In period, they probably would have taken a sleeve pattern and just cut it into panes.  Since I want to center the couched motif down the center of the pane, I did not want curves in the pane pattern pieces.  I deliberately chose a pattern that is not likely to be period accurate, but will most likely achieve the look of the protrait.
The portrait shows a puff or turn back at the top of each pane where the sleeve meets the shoulder strap.  Others have lengthened the sleeves to create these puffs.  There is an example here:
http://katerina.purplefiles.net/garb/diaries/FLSOTTANA_Eleanor-Medici%20mid%2016thC.htm
On my mockup, I placed the pattern pieces on scrap fabric, cut the sleeve curve and part way down the sides then slid each pattern piece down 5" for the puff.

After cutting out, I marked 2.5" intervals up from the wrist and also 5" down from the shoulder.  When I was asking in a Facebook group for other costumer's opinions on the number of panes and the construction methods, one of the suggestions was when making a mockup, draw in your proposed trim.  I am planning to couch gold cord down in the pattern on the portrait on only three panes of each sleeve and leave the underarm panes plain.  Next step was to tack the panes together for a fitting.

Please admire the lovely red bar tacks at each 2.5" interval!  I folded back the 5" extensions at the top of each pane and it worked out OK with the center decorated pane because it is relatively flat at the top.  All the others were horrible because of the angles.
I'm totally giving up on the idea of making the puffs as an extension of the sleeve panes.  In addition, I am worried about the additional bulk of puffs in the armpit.  Although, I have to admit, I have been wearing the mockup while generating this post and it really hasn't bothered me.
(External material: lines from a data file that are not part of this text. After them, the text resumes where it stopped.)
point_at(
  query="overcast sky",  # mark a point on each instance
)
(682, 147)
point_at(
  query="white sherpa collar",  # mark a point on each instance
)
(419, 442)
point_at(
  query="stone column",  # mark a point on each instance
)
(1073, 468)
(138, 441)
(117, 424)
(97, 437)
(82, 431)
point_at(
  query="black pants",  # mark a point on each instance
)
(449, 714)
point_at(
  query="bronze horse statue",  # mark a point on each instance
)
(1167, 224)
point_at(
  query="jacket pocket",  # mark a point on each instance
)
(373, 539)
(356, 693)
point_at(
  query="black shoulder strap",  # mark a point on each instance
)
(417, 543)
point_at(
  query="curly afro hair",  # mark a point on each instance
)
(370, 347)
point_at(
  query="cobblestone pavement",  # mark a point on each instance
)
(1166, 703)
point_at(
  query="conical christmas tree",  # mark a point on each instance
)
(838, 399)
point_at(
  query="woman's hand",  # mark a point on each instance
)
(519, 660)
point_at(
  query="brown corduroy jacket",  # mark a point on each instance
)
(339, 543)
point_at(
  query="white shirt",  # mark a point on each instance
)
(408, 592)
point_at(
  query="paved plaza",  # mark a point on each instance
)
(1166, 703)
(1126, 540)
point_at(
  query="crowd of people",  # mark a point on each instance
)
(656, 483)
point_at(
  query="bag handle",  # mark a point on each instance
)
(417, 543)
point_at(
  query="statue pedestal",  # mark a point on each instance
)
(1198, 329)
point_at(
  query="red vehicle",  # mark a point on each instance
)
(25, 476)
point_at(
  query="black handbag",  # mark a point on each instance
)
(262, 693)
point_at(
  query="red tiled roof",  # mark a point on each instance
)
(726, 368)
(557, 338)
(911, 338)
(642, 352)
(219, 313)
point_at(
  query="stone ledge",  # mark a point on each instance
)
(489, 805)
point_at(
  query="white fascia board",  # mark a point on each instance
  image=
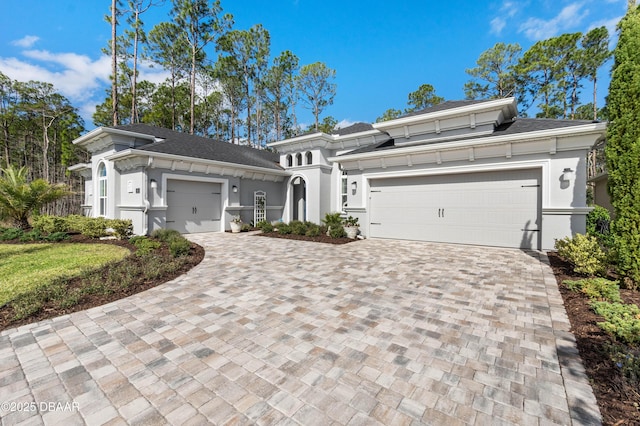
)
(451, 112)
(131, 153)
(592, 128)
(104, 131)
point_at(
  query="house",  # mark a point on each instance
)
(468, 172)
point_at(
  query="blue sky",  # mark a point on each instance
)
(381, 50)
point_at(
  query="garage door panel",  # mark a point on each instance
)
(193, 206)
(489, 208)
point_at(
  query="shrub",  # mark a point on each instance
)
(49, 224)
(337, 232)
(297, 227)
(265, 226)
(179, 247)
(584, 253)
(11, 234)
(313, 230)
(166, 235)
(621, 321)
(596, 289)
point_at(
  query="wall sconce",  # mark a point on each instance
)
(567, 173)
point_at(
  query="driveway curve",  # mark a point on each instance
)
(270, 331)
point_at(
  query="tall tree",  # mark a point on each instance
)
(422, 98)
(167, 48)
(278, 88)
(595, 45)
(622, 150)
(494, 78)
(201, 24)
(251, 50)
(316, 85)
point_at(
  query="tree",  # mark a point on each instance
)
(200, 24)
(622, 150)
(317, 89)
(389, 114)
(595, 45)
(495, 73)
(19, 199)
(422, 98)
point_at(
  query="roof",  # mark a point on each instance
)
(516, 126)
(183, 144)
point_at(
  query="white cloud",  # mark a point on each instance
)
(569, 17)
(26, 41)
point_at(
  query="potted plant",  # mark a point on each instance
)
(236, 224)
(351, 227)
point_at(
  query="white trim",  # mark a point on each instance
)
(224, 192)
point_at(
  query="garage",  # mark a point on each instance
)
(193, 206)
(500, 208)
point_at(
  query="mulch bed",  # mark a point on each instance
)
(50, 310)
(618, 400)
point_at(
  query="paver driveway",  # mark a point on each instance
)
(269, 331)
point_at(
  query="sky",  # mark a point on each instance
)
(381, 50)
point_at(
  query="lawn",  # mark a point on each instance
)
(24, 267)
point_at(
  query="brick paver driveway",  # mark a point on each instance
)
(269, 331)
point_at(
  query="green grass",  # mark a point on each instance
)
(24, 267)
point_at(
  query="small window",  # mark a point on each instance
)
(102, 189)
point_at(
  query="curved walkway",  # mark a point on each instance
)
(269, 331)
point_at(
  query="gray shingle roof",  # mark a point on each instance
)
(517, 126)
(183, 144)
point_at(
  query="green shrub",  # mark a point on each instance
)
(57, 236)
(179, 247)
(144, 245)
(11, 234)
(166, 235)
(313, 230)
(584, 253)
(337, 231)
(49, 224)
(297, 227)
(621, 321)
(596, 289)
(122, 228)
(284, 229)
(265, 226)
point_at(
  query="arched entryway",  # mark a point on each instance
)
(299, 199)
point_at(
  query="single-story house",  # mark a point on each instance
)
(468, 172)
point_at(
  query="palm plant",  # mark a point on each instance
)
(20, 199)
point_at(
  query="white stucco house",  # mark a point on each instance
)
(466, 172)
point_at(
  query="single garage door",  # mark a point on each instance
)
(193, 206)
(489, 208)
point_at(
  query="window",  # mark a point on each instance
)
(102, 189)
(343, 190)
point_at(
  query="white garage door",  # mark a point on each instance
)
(193, 206)
(490, 208)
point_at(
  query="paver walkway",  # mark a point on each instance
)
(269, 331)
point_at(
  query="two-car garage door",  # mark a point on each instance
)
(193, 206)
(488, 208)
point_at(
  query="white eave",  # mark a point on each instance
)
(597, 129)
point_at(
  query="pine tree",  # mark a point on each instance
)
(623, 145)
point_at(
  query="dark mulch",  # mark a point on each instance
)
(318, 239)
(619, 401)
(50, 310)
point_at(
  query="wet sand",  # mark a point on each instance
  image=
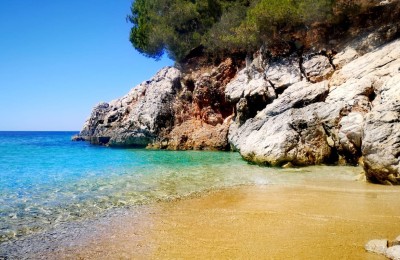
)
(309, 221)
(318, 220)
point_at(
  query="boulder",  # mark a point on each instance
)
(297, 136)
(283, 72)
(318, 68)
(350, 136)
(381, 140)
(137, 118)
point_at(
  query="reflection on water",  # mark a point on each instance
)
(47, 180)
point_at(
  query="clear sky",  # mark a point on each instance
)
(59, 58)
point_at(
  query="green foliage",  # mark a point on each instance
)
(179, 26)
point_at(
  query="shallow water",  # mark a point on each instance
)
(46, 180)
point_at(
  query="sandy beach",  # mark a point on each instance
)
(324, 220)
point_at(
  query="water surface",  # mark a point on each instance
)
(46, 180)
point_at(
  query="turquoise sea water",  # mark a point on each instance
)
(46, 179)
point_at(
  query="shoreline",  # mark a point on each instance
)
(310, 220)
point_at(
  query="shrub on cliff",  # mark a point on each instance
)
(222, 26)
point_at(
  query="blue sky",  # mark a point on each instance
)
(58, 58)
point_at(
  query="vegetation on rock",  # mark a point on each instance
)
(177, 27)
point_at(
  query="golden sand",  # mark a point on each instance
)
(322, 220)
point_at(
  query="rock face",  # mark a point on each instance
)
(332, 115)
(168, 111)
(301, 109)
(137, 118)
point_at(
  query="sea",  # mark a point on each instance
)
(47, 180)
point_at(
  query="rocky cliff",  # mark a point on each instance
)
(320, 106)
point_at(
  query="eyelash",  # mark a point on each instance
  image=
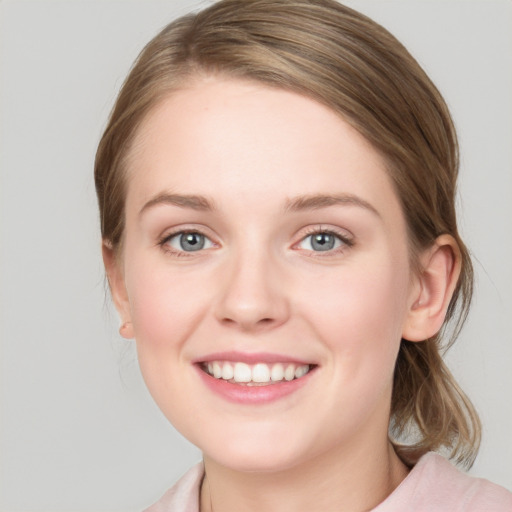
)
(346, 242)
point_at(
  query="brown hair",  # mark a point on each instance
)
(344, 60)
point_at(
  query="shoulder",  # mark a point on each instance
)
(435, 485)
(184, 495)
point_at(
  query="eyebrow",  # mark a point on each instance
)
(317, 201)
(194, 202)
(296, 204)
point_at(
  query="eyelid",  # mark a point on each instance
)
(346, 238)
(179, 230)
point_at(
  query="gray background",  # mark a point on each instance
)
(78, 430)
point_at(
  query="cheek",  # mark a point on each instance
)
(360, 312)
(164, 306)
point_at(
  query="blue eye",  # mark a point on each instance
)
(322, 241)
(190, 241)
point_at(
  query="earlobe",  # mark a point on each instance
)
(113, 268)
(433, 289)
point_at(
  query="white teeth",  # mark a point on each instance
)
(259, 373)
(227, 371)
(277, 372)
(242, 373)
(289, 373)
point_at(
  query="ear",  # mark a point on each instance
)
(432, 290)
(115, 276)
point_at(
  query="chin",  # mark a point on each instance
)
(257, 453)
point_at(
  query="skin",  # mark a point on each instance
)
(258, 286)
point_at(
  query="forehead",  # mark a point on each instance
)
(236, 140)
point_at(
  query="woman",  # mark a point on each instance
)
(276, 188)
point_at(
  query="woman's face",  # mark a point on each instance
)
(265, 245)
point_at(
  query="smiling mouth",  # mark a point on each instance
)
(259, 374)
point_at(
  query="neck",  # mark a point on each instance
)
(345, 479)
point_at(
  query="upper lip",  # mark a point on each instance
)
(251, 358)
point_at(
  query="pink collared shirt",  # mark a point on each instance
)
(433, 485)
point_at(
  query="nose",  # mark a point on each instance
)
(252, 295)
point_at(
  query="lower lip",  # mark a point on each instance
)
(243, 394)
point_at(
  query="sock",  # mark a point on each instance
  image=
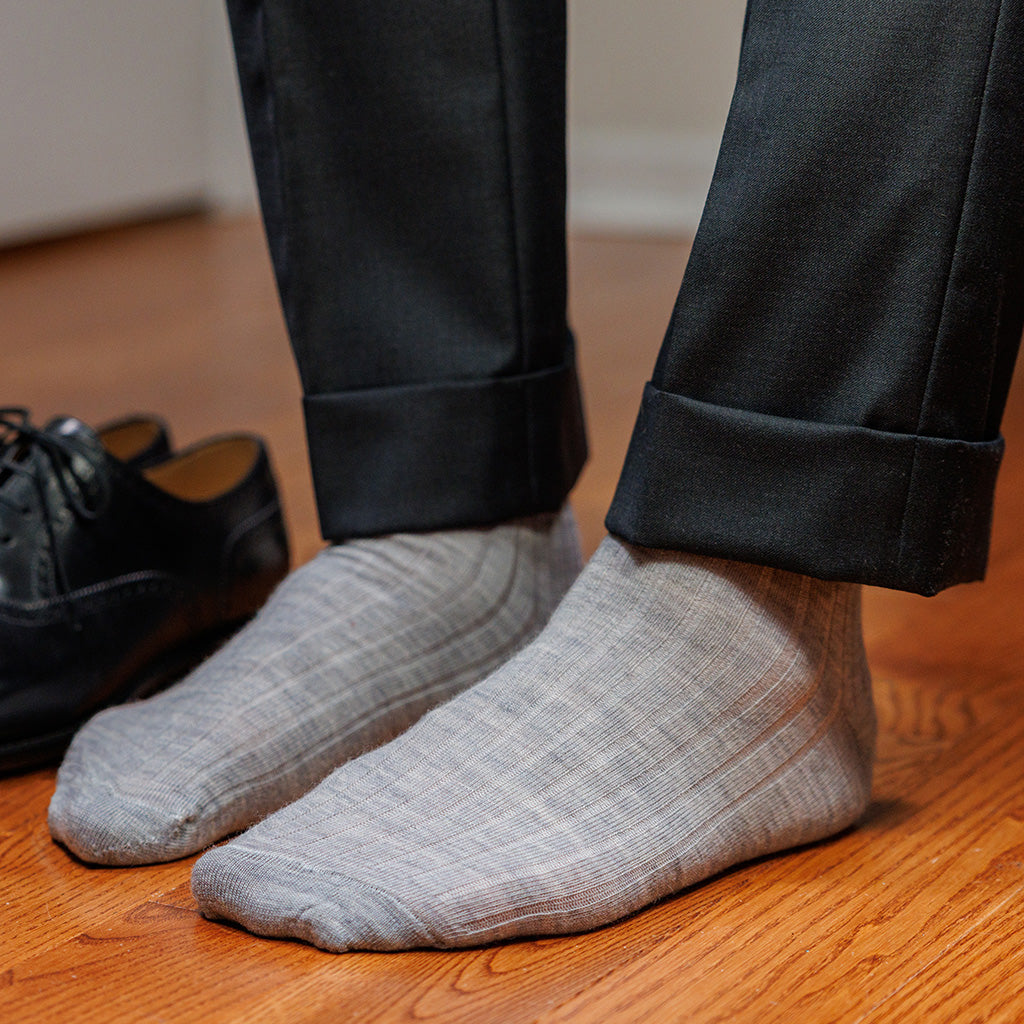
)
(349, 651)
(678, 715)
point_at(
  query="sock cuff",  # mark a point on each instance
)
(827, 500)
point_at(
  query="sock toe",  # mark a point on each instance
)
(274, 897)
(105, 827)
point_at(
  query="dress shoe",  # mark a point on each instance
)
(116, 580)
(138, 440)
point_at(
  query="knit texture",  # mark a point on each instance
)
(678, 715)
(349, 651)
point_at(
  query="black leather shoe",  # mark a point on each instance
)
(139, 440)
(114, 580)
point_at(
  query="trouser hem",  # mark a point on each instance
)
(826, 500)
(444, 455)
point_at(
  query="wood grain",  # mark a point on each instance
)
(914, 915)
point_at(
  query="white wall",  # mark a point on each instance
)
(111, 108)
(649, 89)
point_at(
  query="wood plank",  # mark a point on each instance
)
(913, 915)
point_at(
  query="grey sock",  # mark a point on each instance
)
(677, 716)
(349, 651)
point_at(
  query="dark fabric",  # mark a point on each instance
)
(412, 172)
(829, 390)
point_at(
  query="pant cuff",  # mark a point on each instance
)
(442, 456)
(826, 500)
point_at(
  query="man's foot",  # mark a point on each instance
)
(678, 715)
(349, 651)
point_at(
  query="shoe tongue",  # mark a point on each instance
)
(68, 426)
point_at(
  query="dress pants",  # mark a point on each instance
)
(828, 394)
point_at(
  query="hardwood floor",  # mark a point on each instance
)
(914, 915)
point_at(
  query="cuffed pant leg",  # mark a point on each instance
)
(412, 173)
(828, 394)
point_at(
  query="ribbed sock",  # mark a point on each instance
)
(349, 651)
(677, 716)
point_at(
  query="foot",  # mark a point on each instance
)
(349, 651)
(678, 715)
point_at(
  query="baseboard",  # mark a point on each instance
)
(639, 182)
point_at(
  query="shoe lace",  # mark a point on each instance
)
(26, 451)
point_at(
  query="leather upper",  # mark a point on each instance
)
(105, 567)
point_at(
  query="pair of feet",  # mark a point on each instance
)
(675, 716)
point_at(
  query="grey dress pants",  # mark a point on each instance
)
(828, 394)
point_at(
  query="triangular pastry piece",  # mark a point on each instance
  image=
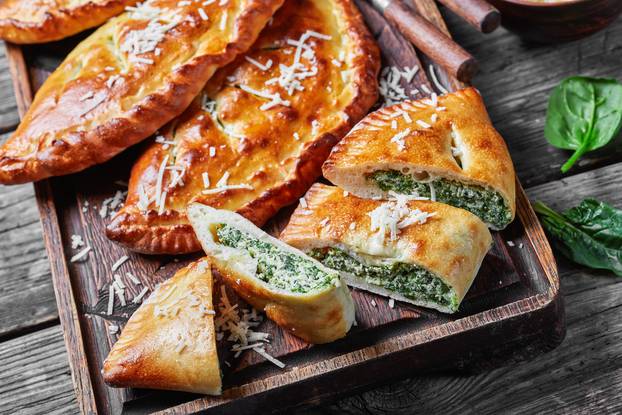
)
(126, 80)
(38, 21)
(443, 148)
(417, 251)
(295, 291)
(256, 137)
(170, 341)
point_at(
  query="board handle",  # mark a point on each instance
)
(478, 13)
(430, 40)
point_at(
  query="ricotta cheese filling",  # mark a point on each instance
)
(411, 281)
(277, 267)
(489, 205)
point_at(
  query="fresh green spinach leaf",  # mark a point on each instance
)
(589, 234)
(584, 114)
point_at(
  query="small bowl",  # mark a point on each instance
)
(558, 21)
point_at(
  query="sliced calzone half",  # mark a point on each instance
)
(38, 21)
(126, 80)
(444, 149)
(295, 291)
(420, 252)
(170, 341)
(255, 139)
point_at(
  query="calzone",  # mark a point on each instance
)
(441, 148)
(126, 80)
(256, 137)
(170, 341)
(37, 21)
(420, 252)
(297, 292)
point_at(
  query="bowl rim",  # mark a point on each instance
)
(535, 3)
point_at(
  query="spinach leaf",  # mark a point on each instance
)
(583, 114)
(589, 234)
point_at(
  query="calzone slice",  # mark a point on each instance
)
(126, 80)
(38, 21)
(295, 291)
(255, 139)
(420, 252)
(170, 341)
(444, 148)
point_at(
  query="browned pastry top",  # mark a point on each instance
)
(37, 21)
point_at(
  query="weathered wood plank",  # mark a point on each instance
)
(516, 80)
(603, 184)
(583, 374)
(8, 108)
(35, 376)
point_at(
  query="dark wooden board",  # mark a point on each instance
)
(514, 303)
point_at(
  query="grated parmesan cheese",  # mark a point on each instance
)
(394, 215)
(399, 139)
(119, 262)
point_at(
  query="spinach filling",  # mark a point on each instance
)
(489, 205)
(409, 280)
(278, 268)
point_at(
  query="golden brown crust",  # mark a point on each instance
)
(451, 244)
(279, 167)
(101, 100)
(320, 316)
(170, 341)
(38, 21)
(462, 123)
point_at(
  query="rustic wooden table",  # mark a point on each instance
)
(583, 375)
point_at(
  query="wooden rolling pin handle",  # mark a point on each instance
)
(478, 13)
(426, 37)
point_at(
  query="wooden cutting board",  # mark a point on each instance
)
(513, 311)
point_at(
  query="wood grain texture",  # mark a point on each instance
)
(524, 74)
(35, 376)
(8, 106)
(27, 298)
(525, 288)
(516, 79)
(583, 375)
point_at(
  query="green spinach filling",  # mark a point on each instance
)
(277, 267)
(489, 205)
(409, 280)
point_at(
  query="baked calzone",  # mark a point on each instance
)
(421, 252)
(37, 21)
(170, 341)
(126, 80)
(297, 292)
(442, 148)
(256, 137)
My current puff idea which I have not mocked up is very unlikely to be the way it was done in period.  The weather here can be quite warm, so we frequently remove our sleeves - preventing heat stroke wins out over historical accuracy every day of the week!  I'm thinking of making the puffs separate from the sleeves so that they can be attached to the shoulder straps with or without the sleeves.  I'll measure along the sleeve head curve and make puffs that width by 5" long.
Next step, is to figure out how to do the couching!